深刻な「後継者不足」背景に、佐世保空襲遺族会あす解散 全国各地でも活動困難

会員数の減少や高齢化を理由に解散する佐世保空襲犠牲者遺族会。臼井会長(左)と山口副会長は墓銘碑を見つめ、反戦の思いを強くした=佐世保市

 1945年6月の佐世保空襲の遺族らでつくる「佐世保空襲犠牲者遺族会」が31日、会員数の減少や高齢化を理由に解散する。背景の一つには、深刻な「後継者不足」があった。佐世保に限った問題ではなく、全国各地で遺族会の活動が難しくなり、姿を消している。
 今年3月下旬。佐世保市中心部にある佐世保空襲死没者墓銘碑を、会長の臼井寛さん(90)と副会長の山口廣光さん(85)が見上げていた。8年前に遺族会が中心になり建立。犠牲者約1200人の名前を刻んだ。「伯父、伯母の名前もあるんですよ」。臼井さんは真剣な表情でつぶやいた。

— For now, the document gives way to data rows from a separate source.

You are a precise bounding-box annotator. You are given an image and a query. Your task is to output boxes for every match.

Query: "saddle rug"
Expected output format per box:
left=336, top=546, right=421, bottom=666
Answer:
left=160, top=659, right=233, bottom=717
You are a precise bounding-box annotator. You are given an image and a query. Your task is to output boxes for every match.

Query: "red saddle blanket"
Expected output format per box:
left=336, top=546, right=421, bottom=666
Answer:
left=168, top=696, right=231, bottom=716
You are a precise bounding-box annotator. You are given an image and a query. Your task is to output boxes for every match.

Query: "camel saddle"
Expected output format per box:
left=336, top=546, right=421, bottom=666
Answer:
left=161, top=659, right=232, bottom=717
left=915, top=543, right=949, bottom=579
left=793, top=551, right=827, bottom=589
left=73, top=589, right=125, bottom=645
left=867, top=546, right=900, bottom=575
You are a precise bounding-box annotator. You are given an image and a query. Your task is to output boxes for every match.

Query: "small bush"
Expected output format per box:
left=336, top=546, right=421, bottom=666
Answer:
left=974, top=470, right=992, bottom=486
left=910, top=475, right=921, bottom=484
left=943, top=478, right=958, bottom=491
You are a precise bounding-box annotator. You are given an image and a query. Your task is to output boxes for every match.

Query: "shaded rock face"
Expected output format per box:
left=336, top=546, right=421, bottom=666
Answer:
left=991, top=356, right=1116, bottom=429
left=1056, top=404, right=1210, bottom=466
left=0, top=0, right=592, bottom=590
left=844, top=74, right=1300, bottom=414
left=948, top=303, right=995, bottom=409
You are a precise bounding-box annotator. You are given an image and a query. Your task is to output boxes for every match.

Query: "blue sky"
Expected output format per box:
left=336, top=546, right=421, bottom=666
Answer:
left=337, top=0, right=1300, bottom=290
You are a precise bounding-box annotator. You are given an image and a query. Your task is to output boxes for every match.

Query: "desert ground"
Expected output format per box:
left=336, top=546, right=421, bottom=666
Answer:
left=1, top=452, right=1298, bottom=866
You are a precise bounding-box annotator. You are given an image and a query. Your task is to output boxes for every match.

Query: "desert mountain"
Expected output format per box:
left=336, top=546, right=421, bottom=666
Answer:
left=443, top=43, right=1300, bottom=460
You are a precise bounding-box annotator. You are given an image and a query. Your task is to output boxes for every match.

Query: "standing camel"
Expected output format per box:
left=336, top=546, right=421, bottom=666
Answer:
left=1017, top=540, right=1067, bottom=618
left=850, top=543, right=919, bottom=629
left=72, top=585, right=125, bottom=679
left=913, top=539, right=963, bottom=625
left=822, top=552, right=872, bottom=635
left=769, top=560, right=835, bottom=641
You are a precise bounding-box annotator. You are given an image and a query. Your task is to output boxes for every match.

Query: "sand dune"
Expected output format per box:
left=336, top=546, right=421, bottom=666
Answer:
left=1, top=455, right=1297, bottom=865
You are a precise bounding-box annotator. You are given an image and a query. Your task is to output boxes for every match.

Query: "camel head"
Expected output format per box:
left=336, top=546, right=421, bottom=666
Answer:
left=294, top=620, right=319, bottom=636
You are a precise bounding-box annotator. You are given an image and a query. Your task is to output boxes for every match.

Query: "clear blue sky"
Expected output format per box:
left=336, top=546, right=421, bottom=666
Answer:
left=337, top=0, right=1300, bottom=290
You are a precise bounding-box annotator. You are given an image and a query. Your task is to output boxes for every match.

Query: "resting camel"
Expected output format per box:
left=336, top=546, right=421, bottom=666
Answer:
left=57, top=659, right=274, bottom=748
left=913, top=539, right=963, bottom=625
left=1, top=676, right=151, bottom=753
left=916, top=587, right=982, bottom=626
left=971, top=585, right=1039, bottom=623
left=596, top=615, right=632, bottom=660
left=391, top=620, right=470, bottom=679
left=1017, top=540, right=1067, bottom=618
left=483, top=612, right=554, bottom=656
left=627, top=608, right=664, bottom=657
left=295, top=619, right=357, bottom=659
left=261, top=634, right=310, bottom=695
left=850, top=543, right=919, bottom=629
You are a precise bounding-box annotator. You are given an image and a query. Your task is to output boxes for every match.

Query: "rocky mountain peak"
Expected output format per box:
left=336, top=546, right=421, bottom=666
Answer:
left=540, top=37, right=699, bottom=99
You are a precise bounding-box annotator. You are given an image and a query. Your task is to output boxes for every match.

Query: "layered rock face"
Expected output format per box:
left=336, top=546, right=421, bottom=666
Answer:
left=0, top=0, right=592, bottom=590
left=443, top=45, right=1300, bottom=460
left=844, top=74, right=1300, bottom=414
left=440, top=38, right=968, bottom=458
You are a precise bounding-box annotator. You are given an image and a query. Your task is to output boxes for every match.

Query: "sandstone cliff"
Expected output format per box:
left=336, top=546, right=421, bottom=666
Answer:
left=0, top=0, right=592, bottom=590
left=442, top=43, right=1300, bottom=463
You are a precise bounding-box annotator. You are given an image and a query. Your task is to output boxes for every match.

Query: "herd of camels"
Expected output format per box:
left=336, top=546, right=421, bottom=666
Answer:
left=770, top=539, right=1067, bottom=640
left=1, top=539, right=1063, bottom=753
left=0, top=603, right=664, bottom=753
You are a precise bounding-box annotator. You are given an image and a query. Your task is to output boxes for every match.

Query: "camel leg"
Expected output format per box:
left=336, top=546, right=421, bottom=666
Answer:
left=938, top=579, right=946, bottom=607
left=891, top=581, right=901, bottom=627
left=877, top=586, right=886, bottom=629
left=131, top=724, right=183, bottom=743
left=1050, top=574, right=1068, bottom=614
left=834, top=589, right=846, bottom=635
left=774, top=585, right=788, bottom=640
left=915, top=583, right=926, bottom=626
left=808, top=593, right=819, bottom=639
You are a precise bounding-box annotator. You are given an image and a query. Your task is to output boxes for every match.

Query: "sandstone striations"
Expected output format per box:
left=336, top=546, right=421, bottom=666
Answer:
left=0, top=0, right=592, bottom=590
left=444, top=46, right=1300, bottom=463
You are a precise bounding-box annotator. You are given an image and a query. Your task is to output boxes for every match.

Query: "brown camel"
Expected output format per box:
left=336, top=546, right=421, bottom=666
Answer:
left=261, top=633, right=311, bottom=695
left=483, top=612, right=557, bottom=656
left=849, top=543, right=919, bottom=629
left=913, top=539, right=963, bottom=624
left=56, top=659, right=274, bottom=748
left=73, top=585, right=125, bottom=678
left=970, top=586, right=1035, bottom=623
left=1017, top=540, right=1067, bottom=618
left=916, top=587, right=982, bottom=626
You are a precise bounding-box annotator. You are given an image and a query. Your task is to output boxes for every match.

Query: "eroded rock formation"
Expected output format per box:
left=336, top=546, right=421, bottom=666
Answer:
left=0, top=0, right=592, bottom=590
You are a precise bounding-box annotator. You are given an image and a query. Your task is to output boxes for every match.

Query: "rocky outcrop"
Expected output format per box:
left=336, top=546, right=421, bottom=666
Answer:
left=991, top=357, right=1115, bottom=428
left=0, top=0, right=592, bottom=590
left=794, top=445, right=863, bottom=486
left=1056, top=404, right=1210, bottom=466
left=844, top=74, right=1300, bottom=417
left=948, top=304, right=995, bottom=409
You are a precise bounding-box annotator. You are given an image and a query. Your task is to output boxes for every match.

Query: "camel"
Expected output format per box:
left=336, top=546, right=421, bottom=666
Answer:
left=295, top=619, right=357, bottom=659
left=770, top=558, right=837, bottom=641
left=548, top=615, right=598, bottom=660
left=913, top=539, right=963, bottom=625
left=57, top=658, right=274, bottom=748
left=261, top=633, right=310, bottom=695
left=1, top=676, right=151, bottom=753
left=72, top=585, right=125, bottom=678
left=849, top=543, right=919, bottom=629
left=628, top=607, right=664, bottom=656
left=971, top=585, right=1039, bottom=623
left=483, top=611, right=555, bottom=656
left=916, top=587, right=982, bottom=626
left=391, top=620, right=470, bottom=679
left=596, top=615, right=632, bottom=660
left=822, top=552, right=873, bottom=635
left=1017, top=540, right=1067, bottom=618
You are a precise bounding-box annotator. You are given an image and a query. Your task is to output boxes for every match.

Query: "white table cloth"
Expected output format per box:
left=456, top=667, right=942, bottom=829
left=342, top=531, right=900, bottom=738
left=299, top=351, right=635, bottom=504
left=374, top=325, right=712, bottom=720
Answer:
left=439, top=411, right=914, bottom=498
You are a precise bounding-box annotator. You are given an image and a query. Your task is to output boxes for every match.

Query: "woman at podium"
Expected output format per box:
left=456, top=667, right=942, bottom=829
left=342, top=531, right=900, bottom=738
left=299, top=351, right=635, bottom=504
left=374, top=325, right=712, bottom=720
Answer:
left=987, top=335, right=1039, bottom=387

 遺族会は75年11月に結成。佐世保空襲の遺族が集う、唯一の組織だった。当初の会員数は約450人だったが、介護施設への入居や死去などで減少が続き、現在は128人。年に1度の定期総会も、本年度の参加者は15人だけだった。
 臼井さんと山口さんは、後継者づくりの難しさを口にする。会長などの役員を打診しようにも、子どもがいる県外に住んでいるため断念したり、仕事を理由に断られたりしたこともあった。近頃は役員会のたびに、後継者のことが話題に上っていた。臼井さんも前会長から2度にわたって直談判を受け、会長を引き受けていた。
 被爆者や軍人と異なり、空襲被害を受けた民間人への援護は不十分として、臼井さんは「国からの援助もなく、我慢しろと。それでは(役員の)なり手はでてこない」と憤る。山口さんも「よく続けてきたなと。ここら辺が潮時かな」
 佐世保以外にも福岡県糸島市や大阪府堺市にある遺族会など、全国各地で解散が相次いでいる。いずれも会員数の減少や高齢化などが理由という。
 約10万人が犠牲になった東京大空襲の犠牲者遺族会(東京都)でも、90代のスタッフが複数人いるなど高齢化が進み、会をどう維持するか、深刻な問題に直面しているという。会長の榎本喜久治さん(90)=東京=は「若い人も一緒にやってくれるけれど、運営(を続けられるか)は時間の問題」と声を振り絞った。終戦から79年。空襲犠牲者の遺族会は岐路に差しかかっている。
 墓銘碑を去る時、山口さんは力を込めて言った。「決して戦争をしてはいけない。これが一番なんです」。会が姿を消しても、反戦の願いは生き続ける。